La semana pasada, dos de las instituciones constitucionales más importantes para el funcionamiento del Estado manifestaron preocupación sobre las reformas a sus estructuras. El contralor defendió en su cuenta pública, frente al Presidente de la República —partidario de establecer un órgano colegiado para la Contraloría—, la naturaleza unipersonal del organismo. Por otro lado, en una reunión que sostuvo con los ministros del Tribunal Constitucional (TC), el mismo Presidente señaló algo que ya había indicado con ocasión de la inauguración del año judicial: el TC requiere de una reforma orgánica.
El problema de ese enfoque es que mira a las instituciones como centros de distribución de cargos, más que como estructuras que deben garantizar la gobernanza democrática. La respuesta correcta de cuál es el mejor diseño institucional depende esencialmente de la extensión de las funciones de cada organismo.
En el caso de la Contraloría, la pregunta genuina es si seguiremos concentrando en una misma mano el control jurídico, contable, de interpretación de la ley, auditorías, juzgamiento de las cuentas y de fines en el uso de los recursos públicos de los organismos administrativos. Un modelo así se entendía para el Chile de 1927, cuando este organismo fue creado, pero no en el de hoy. El riesgo de un modelo concentrado, como existe evidencia hace bastante tiempo, es que la Contraloría excede con facilidad sus límites y comienza peligrosamente, tras el velo de un aparente control formal, a evaluar el mérito de las decisiones públicas. La complejidad de la administración pública actual requiere repensar la distribución de esas funciones, tal como lo adelantó el informe de la OCDE en 2014. Sólo una vez que resolvamos esta inquietud tiene sentido discutir la naturaleza unipersonal o colegiada de la dirección de ese organismo.
En el caso del TC pasa otro tanto.
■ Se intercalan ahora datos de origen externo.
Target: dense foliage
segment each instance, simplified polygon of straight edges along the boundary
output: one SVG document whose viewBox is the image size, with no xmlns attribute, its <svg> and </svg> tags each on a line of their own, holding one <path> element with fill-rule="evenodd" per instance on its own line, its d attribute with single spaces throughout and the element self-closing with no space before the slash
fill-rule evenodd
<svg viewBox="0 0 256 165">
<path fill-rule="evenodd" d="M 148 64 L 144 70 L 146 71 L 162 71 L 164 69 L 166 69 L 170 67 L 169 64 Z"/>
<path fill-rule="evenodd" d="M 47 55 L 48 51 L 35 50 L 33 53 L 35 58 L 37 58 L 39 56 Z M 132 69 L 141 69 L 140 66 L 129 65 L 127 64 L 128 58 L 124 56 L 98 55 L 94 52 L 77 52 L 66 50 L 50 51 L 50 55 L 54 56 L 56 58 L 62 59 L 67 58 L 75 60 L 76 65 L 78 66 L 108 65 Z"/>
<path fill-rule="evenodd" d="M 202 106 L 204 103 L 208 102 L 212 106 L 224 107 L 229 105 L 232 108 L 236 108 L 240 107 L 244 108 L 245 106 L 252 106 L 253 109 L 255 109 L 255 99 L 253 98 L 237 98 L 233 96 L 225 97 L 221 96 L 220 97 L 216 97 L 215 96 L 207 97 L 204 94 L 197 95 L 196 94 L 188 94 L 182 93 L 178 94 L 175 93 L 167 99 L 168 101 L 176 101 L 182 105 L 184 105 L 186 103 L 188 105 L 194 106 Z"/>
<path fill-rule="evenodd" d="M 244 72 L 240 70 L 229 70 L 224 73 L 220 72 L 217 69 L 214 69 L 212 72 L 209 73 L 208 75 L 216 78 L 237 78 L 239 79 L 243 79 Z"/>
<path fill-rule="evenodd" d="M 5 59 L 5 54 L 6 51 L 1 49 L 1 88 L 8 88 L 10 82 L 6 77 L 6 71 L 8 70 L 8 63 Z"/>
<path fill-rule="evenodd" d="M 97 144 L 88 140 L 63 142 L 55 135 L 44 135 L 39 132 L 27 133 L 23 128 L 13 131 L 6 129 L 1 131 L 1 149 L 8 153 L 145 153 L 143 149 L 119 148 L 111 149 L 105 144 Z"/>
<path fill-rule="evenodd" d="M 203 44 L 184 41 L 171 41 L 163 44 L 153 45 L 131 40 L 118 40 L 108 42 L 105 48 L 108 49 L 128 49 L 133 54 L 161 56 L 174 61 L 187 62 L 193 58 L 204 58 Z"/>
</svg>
La determinación del número de sus integrantes, quién nombra y con qué requisitos, sólo puede ser evaluada seriamente si resolvemos primero la extensión de sus atribuciones, especialmente la del control preventivo obligatorio de la ley. Como he sostenido, la existencia de esa competencia distorsiona el rol del tribunal como árbitro institucional, porque le otorga un poder de veto ajeno al sistema democrático. Éste debe ser suprimido pues, de lo contrario, en los nombramientos de sus jueces se vuelven decisivas las lealtades políticas.
Así las cosas, pareciera que lo relevante es enfrentar primero la extensión de las funciones de la Contraloría y el TC, antes de focalizarnos exclusivamente en su orgánica. De lo contrario corremos el riesgo de terminar con reformas que no llevarán a nada útil, y convertirlas en un burdo juicio al carácter de Bermúdez y Aróstica.